Some interesting feedback came in. Amber suggested it can’t be the tool’s own list since it would be 100%, but Joe pointed out a tool’s tests may not be the same as its list of items. Paul gave an example where a vendor sub-divides WCAG into automatable and not. Alastair raised the complication of instances of issues, which speaks to challenges explaining this to management. Joppe posited it might be moot since the wording is intentionally vague. Dylan tossed out an approach for statisticians to ponder.
My Twitter poll is by no means scientific. With 206 responses it is well above the 100 person count a galaxy brain considers sufficient for a test. But it does show that the plurality of respondents might think a tool claiming it tests X% of something is testing X% of WCAG SCs. It might also be dramatically different and my Twitter poll wording was terrible.
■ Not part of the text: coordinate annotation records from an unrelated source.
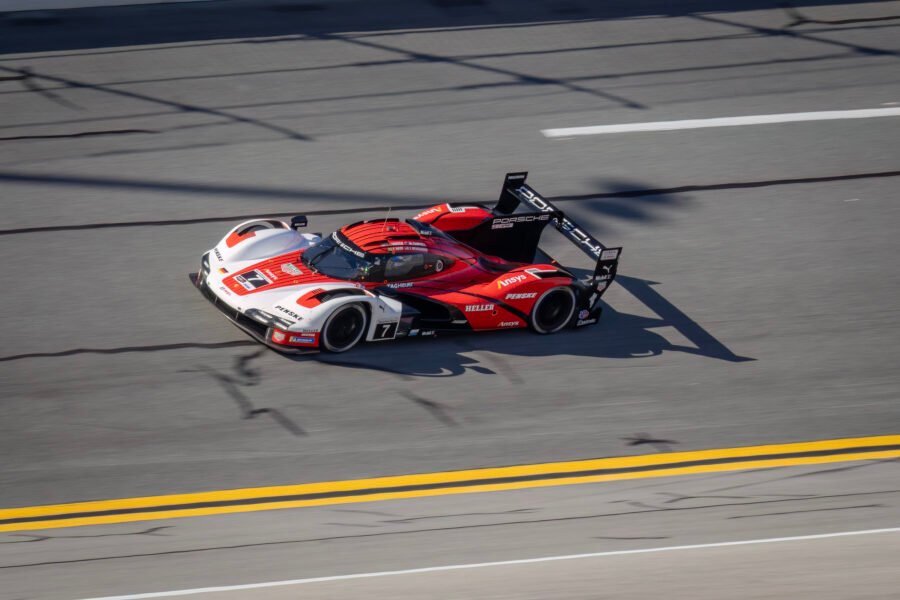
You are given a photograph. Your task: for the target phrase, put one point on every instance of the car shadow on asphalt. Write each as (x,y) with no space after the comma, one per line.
(619,335)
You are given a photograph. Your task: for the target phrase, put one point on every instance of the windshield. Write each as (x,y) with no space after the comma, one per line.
(335,259)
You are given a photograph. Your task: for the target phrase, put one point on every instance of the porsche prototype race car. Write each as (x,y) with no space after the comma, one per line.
(450,267)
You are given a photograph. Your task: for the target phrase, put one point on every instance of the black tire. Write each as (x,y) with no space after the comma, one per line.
(344,328)
(553,310)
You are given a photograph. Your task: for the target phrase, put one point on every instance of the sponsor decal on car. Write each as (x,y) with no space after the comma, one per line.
(479,307)
(291,269)
(346,247)
(288,312)
(502,283)
(609,255)
(568,226)
(425,213)
(507,222)
(252,280)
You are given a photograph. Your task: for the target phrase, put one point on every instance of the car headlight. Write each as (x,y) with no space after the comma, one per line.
(269,319)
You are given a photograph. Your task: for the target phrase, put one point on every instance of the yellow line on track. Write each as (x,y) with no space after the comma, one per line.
(450,482)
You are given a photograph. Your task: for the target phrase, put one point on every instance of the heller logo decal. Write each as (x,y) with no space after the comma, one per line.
(479,307)
(510,280)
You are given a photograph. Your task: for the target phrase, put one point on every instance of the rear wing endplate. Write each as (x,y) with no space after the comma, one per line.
(516,192)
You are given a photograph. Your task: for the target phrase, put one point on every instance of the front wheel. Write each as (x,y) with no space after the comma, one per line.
(553,310)
(344,328)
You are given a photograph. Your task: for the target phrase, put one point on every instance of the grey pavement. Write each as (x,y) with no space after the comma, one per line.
(757,303)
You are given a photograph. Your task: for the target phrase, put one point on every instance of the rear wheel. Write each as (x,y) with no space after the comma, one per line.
(553,310)
(344,328)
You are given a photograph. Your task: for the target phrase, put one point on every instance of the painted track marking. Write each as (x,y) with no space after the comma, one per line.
(523,561)
(453,482)
(828,115)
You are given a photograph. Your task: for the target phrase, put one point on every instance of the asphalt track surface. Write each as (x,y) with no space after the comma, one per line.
(757,302)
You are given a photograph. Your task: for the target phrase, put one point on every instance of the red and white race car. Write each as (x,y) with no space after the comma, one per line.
(450,267)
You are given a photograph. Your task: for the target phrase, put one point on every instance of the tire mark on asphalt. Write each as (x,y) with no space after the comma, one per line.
(152,531)
(127,349)
(295,194)
(29,77)
(246,375)
(439,411)
(430,530)
(79,134)
(811,473)
(795,512)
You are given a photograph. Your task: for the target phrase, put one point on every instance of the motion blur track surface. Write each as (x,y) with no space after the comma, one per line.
(757,302)
(455,482)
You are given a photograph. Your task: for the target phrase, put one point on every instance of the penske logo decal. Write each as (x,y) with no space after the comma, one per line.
(502,283)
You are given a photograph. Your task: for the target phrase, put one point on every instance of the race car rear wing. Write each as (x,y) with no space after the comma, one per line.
(516,192)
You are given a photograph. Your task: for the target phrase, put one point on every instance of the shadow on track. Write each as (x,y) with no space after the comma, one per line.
(619,335)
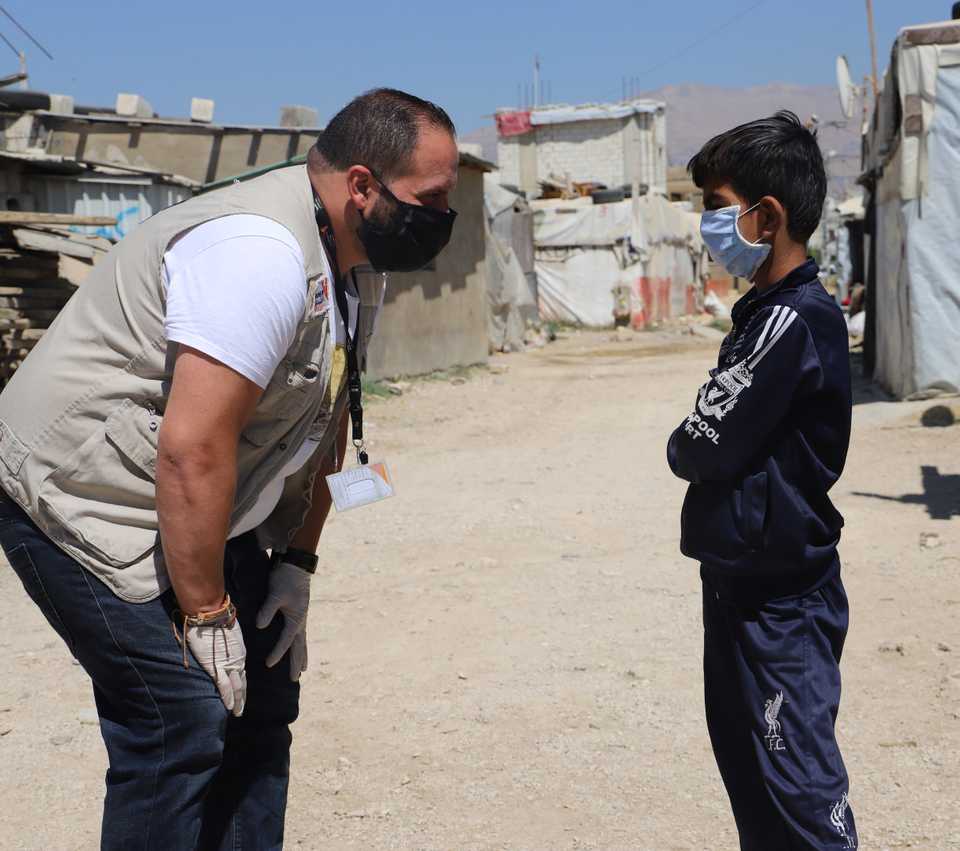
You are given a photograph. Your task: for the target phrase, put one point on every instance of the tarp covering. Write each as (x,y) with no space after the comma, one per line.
(511,288)
(513,123)
(593,112)
(584,252)
(918,212)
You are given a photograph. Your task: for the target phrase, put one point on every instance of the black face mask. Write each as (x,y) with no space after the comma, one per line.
(410,236)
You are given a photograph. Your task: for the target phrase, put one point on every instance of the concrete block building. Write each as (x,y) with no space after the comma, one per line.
(614,144)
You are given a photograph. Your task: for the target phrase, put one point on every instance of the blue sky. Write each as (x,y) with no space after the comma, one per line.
(253,57)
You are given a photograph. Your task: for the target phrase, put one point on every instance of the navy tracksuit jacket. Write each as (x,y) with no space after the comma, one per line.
(765,442)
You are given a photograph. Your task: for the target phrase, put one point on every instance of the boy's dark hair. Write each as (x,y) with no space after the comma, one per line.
(379,129)
(775,156)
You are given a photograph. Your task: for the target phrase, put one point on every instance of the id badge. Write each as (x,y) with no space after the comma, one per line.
(360,486)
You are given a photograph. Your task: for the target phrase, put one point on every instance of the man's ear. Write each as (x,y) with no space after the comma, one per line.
(359,184)
(771,217)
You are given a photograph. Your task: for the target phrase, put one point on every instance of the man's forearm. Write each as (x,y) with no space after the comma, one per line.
(308,536)
(195,493)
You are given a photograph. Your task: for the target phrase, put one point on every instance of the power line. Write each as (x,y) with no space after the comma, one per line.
(10,45)
(698,41)
(24,30)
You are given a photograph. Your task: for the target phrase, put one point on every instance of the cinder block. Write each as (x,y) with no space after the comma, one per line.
(133,106)
(298,116)
(201,109)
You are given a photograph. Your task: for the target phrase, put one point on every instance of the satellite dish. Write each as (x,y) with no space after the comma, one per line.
(848,91)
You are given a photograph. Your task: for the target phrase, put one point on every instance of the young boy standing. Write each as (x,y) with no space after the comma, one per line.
(766,441)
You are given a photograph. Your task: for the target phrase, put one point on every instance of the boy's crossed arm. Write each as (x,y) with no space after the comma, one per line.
(745,401)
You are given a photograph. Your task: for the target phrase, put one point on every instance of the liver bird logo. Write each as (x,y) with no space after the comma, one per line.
(771,714)
(838,818)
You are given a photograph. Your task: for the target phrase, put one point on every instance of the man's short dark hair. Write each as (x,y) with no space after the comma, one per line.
(379,129)
(775,156)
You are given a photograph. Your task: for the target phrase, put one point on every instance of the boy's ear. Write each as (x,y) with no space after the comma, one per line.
(772,217)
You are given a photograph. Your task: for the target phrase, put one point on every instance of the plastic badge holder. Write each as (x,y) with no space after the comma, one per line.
(360,486)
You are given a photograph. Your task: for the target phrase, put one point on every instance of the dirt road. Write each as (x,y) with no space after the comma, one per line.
(507,655)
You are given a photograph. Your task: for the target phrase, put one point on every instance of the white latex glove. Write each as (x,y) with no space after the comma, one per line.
(220,651)
(289,594)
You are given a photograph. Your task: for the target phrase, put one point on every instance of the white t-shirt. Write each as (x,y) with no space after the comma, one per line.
(236,291)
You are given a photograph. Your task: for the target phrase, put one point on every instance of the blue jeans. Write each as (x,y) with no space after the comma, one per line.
(183,774)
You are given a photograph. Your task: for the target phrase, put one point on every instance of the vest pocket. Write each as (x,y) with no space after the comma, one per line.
(103,497)
(286,397)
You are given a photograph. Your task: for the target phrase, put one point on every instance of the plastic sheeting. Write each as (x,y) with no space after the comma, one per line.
(511,288)
(918,255)
(593,112)
(647,244)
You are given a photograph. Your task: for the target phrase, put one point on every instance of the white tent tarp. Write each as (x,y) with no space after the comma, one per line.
(584,251)
(512,302)
(917,308)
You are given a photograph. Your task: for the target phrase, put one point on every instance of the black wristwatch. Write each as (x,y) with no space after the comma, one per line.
(298,558)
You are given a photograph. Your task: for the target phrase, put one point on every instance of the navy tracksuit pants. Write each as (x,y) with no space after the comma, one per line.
(772,689)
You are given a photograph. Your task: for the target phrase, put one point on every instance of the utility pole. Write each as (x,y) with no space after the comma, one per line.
(873,48)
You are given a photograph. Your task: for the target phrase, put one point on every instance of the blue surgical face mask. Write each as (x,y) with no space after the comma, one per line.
(721,233)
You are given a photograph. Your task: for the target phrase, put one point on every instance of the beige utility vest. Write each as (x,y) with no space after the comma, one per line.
(79,421)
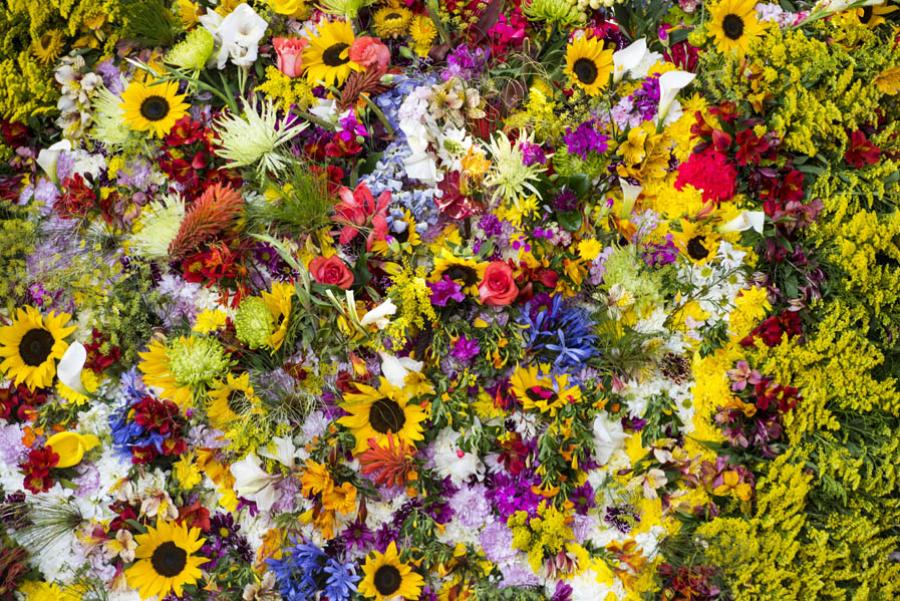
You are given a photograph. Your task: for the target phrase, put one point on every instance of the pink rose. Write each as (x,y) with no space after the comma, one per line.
(290,55)
(370,53)
(331,271)
(497,287)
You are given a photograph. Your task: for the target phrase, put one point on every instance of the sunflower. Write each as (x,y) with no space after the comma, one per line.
(156,366)
(392,21)
(327,57)
(49,46)
(734,25)
(468,273)
(588,65)
(698,243)
(153,107)
(166,560)
(377,412)
(537,389)
(387,578)
(31,345)
(230,400)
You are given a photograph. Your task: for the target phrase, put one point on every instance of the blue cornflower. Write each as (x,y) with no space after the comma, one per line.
(560,332)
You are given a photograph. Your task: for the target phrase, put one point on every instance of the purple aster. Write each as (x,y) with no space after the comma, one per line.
(585,139)
(444,291)
(465,348)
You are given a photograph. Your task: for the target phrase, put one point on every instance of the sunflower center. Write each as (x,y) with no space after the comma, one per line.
(332,55)
(169,559)
(154,108)
(387,580)
(386,416)
(539,393)
(733,26)
(462,272)
(696,249)
(36,346)
(586,71)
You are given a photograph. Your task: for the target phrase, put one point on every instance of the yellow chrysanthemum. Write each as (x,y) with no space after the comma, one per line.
(153,107)
(392,21)
(588,65)
(733,24)
(327,57)
(537,389)
(31,345)
(387,578)
(376,413)
(166,560)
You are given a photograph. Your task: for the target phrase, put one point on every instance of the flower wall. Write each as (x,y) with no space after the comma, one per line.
(529,300)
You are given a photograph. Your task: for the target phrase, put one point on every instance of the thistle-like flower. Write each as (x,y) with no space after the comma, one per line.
(255,138)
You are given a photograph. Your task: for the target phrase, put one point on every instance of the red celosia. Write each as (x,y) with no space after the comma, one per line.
(708,171)
(861,151)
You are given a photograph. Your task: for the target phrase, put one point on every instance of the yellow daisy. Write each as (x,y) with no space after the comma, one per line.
(327,57)
(537,389)
(733,24)
(588,65)
(32,344)
(387,578)
(166,560)
(377,412)
(153,107)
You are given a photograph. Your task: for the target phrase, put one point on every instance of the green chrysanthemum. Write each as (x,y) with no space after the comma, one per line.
(193,51)
(196,361)
(254,322)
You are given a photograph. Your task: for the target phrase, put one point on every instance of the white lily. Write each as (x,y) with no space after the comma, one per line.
(670,83)
(396,369)
(70,366)
(754,220)
(628,58)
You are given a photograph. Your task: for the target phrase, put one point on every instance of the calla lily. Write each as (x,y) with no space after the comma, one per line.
(380,315)
(70,366)
(71,447)
(670,83)
(630,193)
(48,157)
(628,58)
(252,482)
(395,369)
(746,220)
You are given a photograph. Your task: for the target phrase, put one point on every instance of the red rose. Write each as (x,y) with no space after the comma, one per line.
(497,287)
(331,271)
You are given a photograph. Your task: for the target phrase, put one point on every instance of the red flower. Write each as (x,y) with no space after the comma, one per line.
(331,271)
(711,172)
(861,151)
(498,287)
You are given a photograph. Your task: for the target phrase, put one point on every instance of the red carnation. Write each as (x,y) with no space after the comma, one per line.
(710,172)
Which, in itself, confirms there is confusion.
Objectively, issues are not WCAG Success Criteria. Issues could be arbitrary. Issues could also be a function of density. Issues could include warnings. In fact, issues could really be anything if left undefined.
It also makes it harder to identify when somebody is stacking test results from vendors. That practice may artificially inflate bad scores with arbitrary and duplicate tests.
What’s the Verdict?
If vendors are pitching based on their ability to catch X% of issues on a page, ask them to clarify. Ask them to define issues. At the very least, put them on notice that you expect the marketing message to correspond with expectations, not mis-use them.
But it does show that the majority of respondents might think a tool claiming it tests X% of something is testing X% of WCAG SCs.
[…] to What Does X% of Issues Mean? by Adrian […]
Even if you get universal agreement on this figure, it’s not particularly useful. Depending on what the actual issues are on a page, a tool might find between 0% and 100% of them.
The danger is that people will believe that the tool always finds X% of the issues on a page. They may consider that to be adequate. They may believe that they know how many issues the tool didn’t find, based on the number it did. This might sound like an obvious fallacy, but there are a lot of misconceptions regarding automated tools.
Also, choosing a tool with the highest value of X may not be the best idea. Tools use a mixture of rules (which should always give the correct result) and heuristics (which are fallible, but are expected to usually give the correct result).
As a rule, greater use of heuristics will result in a greater value of X, but will also result in more false positives. Tool selection needs to balance the two, not just look for the highest value of X. For instance, in some situations (such as in a continuous integration process) you can’t afford any false positives, so you would accept a low value of X.
Steve, checking the site in your bio I see that organizationally it appears you have also found the need to qualify automated tests, possibly for the same reason I wrote this post:
Automated tools can only test approximately a quarter of the 65 WCAG checkpoints. They can highlight the need for manual testing of some checkpoints, but for others they can make no assessment at all
Though WCAG 2.1 has 90 Success Criteria, I suspect you meant AA SCs there. That is not meant to pick on the site content at all, but instead it shows that even as an industry when we try to bring clarity we can still muddle it. I know I unintentionally do it all the time.